The Biotech sector in San Diego and its allies are opposing a measure that would allow Medicare to negotiate medication costs, claiming that the idea would hinder innovation, even as proponents accuse the business of hoarding profits. H.R. 3 was supposed to be a crucial component of President Biden’s $3.5 trillion economic recovery package. It would allow the federal government to negotiate medication costs with the assurance that pharmaceuticals in the United States would cost no more than 120 percent of what they cost in Australia, Canada, France, Germany, Japan, and the United Kingdom.

According to the Centers for Medicare and Medicaid Services, Medicare covers around 63 million people in the United States. Supporters argue that the plan is basic sense and long overdue, while opponents say it will hinder corporations from recouping the expenses of producing life-saving drugs. Rep. Scott Peters, D-San Diego, is one of the few House Democrats who believe this. He warns that the proposal would harm San Diego’s economy, which is home to one of the nation’s top Biotech hubs, and would eventually harm patients.

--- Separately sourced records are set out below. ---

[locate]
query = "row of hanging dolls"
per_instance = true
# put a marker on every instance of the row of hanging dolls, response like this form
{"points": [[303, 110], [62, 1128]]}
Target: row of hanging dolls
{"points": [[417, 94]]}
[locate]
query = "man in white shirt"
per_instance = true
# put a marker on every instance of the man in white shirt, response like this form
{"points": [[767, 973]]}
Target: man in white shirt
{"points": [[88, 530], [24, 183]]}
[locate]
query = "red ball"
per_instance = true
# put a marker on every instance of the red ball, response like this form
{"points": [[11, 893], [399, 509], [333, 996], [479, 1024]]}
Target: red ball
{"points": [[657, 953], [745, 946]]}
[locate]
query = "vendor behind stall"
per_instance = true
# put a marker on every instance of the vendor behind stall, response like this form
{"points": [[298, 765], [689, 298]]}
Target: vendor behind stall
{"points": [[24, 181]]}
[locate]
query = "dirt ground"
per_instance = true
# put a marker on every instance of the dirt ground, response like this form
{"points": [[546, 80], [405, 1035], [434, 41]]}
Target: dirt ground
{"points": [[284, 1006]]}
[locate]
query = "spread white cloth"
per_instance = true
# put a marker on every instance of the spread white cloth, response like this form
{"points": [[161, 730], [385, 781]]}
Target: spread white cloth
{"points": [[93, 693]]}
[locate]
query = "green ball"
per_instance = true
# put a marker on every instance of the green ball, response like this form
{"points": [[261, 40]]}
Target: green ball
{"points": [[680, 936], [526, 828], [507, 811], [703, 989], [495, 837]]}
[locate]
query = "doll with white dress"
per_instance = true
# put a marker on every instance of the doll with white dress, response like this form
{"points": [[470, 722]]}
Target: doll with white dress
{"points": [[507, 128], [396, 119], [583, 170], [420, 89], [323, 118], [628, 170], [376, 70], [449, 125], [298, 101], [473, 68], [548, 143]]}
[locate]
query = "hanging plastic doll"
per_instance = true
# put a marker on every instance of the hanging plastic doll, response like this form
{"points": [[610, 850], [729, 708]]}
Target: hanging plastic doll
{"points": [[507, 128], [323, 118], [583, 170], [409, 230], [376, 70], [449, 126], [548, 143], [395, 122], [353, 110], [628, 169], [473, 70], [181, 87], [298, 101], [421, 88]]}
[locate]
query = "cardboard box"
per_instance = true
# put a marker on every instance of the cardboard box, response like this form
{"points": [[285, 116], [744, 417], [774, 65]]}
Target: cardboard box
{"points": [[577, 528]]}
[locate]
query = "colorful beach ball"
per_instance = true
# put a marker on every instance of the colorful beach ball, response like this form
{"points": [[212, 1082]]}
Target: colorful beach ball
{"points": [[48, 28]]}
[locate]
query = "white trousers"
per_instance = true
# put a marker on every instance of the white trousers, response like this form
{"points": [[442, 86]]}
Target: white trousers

In the House Energy and Commerce Committee on Wednesday, Peters voted against H.R.3 and instead presented a more modest alternative. His idea would cap the cost of insulin at $50 per month and limit out-of-pocket payments for seniors based on their income. Other clauses would penalize corporations who raised medicine prices faster than inflation in recent years and allow price negotiation on a restricted number of drugs. He predicts that his approach will save $200 billion over ten years, while the impartial Congressional Budget Office estimates that the Medicare price provision in H.R.3 will save $450 billion.